Spicy Pearl Barley and Lentil Soup
- Flavoured with Indian and European herbs and spices.
- A meal in itself, with barley and lentils!
- Serves 4 people.
Half a cup of pearl barley. Pearl barley is similar to pot barley, but has some of the husk polished off. You can use pot barley too, but it will take slightly longer to cook.
1 cup of lentils. Here, we used red split lentils, but you can also use chana dal.
1 teaspoon of asafoetida. Asafoetida is a misunderstood spice. It has a flavour similar to a cross between onions, garlic and herby sausages! It has a very strong flavour when raw, but once cooked, the aromas become mellow and it adds a real depth to any spicy meal.
A sprinkle of crushed chillies to add a little heat to the dish. Be as generous as you like, depending on taste.
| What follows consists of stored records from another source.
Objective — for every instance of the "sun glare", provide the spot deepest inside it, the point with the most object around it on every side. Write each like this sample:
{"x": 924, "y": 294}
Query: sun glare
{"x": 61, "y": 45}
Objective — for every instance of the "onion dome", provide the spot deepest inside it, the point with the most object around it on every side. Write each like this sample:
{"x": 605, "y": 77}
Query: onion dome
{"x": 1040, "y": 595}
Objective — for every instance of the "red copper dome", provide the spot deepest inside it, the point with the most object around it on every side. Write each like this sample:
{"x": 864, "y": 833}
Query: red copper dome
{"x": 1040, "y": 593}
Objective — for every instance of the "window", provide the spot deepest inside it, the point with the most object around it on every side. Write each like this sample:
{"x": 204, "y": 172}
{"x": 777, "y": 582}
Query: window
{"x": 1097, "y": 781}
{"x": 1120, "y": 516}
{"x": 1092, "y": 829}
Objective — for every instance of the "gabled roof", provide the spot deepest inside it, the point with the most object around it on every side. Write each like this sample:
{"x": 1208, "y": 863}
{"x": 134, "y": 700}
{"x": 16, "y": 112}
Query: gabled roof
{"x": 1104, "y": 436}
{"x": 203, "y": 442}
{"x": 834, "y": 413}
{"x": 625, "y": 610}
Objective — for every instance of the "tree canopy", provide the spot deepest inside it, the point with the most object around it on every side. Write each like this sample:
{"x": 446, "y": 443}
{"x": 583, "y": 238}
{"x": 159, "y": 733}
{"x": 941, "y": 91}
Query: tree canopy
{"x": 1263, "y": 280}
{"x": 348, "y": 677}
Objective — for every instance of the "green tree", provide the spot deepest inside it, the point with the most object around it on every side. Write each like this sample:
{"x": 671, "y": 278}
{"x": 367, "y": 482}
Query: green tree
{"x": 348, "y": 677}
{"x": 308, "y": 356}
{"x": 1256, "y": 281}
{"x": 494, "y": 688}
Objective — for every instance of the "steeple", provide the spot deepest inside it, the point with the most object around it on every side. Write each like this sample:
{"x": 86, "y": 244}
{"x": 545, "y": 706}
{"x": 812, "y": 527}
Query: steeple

1 teaspoon of cumin powder. Together with the asafoetida, this gives the soup an almost curry-like flavour, but it is still reassuringly soup-like.
A generous sprinkle of oregano. This offsets the spiciness a little with a little more herby goodness.
A generous sprinkle of parsley.
A sprinkle of cracked black pepper.
A drizzle of olive oil for cooking in the saucepan.
- 2 carrots, chopped.
- 2 sticks of celery, chopped.
- Soak the barley overnight.
- Find a medium-sized saucepan with a lid.
- Drizzle some olive oil into the saucepan and bring to a high heat.
- Fry the asafoetida in the olive oil for a few seconds.
- Immediately add the carrots and celery, and cook for around half a minute.
- Add the rest of the ingredients, together with around 3 pints of water.
- Bring the pan to the boil, then lower the heat to a simmer.
- Put the lid on the pan, and simmer for half an hour, stirring occasionally.
- Serve, and sprinkle a little more parsley over the top.